Finnish police say they plan to immediately request Kivimäki's extradition but add that it's unclear how long that process might take.
Convicted of DDoS Attacks
This isn't Kivimäki's first brush with legal trouble. In 2015, he was found guilty of carrying out 50,700 distributed denial-of-service attacks in 2012 and 2013 under the banner of the notorious DDoS gang Lizard Squad.
But because he was only 15 and 16 at the time - below the legal age of adulthood in Finland, which is 18 - he received a suspended two-year sentence. In addition to paying a small fine, Kivimäki also agreed to have all of his internet use monitored temporarily (see: Young Hackers: Jail Time Appropriate?).
Vastaamo Fined by Privacy Watchdog
Vastaamo, following its two data breaches, declared bankruptcy in February 2021.
In December 2021, Finland's Data Protection Ombudsman imposed an administrative fine of 608,000 euros - $655,000 - on Vastaamo for multiple data privacy violations.
Vastaamo neglected its duties related to the safe processing of personal data as well as reporting a personal data breach, said Finland's privacy watchdog, which enforces compliance with the EU's General Data Protection Regulation. "Vastaamo must have become aware that the patient data had disappeared and that it may have ended up in the possession of an external attacker already in March 2019," it said, adding that the mental health services provider "should have reported the breach both to the supervisory authority and its customers without delay," rather than waiting until September 2020.

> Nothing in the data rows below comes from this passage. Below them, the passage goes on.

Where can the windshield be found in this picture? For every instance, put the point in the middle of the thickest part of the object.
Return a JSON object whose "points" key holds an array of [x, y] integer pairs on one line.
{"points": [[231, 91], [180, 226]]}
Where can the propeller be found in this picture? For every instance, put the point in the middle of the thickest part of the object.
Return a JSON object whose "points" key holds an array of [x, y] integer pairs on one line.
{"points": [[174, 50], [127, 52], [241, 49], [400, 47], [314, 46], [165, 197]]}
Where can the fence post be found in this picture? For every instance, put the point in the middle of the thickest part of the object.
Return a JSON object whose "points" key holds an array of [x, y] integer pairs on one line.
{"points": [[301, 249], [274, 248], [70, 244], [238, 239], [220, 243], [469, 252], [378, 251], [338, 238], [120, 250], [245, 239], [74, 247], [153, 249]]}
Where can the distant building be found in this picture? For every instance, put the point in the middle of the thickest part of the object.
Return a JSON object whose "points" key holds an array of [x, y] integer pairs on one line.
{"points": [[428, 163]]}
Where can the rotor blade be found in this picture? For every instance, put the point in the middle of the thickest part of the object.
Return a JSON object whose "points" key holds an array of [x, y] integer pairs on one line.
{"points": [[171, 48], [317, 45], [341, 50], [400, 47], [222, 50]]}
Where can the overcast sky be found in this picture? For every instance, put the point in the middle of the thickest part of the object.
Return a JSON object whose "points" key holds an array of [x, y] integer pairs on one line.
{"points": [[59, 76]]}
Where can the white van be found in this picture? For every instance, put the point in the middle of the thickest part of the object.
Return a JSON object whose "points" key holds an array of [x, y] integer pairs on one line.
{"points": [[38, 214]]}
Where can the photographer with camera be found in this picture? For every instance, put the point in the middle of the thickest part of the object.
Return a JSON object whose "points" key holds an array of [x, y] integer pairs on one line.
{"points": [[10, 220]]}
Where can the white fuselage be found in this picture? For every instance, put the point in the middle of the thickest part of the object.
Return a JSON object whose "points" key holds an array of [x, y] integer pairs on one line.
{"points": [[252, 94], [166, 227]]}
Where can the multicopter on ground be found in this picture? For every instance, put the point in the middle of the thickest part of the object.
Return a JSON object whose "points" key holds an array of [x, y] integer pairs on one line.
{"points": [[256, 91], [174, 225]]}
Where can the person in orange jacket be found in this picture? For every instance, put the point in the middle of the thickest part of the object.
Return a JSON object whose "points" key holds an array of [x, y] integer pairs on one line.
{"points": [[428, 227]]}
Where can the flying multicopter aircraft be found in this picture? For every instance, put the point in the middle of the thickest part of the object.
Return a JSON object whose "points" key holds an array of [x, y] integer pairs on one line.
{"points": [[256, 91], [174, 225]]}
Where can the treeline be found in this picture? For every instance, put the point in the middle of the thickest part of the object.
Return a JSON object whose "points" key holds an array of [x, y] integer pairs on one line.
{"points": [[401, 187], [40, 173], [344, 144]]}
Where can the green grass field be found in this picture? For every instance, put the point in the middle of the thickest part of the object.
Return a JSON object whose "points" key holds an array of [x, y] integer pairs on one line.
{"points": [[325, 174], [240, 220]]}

The Data Protection Ombudsman also found that "personal data had not been appropriately protected against unauthorized and illegal processing or accidental disappearance, and Vastaamo had not implemented basic measures to ensure the safe processing of personal data." In addition, due to insufficient database logging and network monitoring, the company could not detail how attackers first gained access to its unprotected, internet-connected database.
"The most likely cause for the patient record database leak was an unprotected MySQL port in the database, in which the root user account of the database had not been password-protected," it said. "The user account had also been granted the right to log into the database from any IP address. The patient record database server was open to the internet without the protection of a firewall at least from November 26, 2017, to March 13, 2019."
Because an administrative fine receives "the lowest priority claim in a bankruptcy," the privacy watchdog said its fine would "not reduce the funds available for other claims in bankruptcy, such as potential compensation for damages."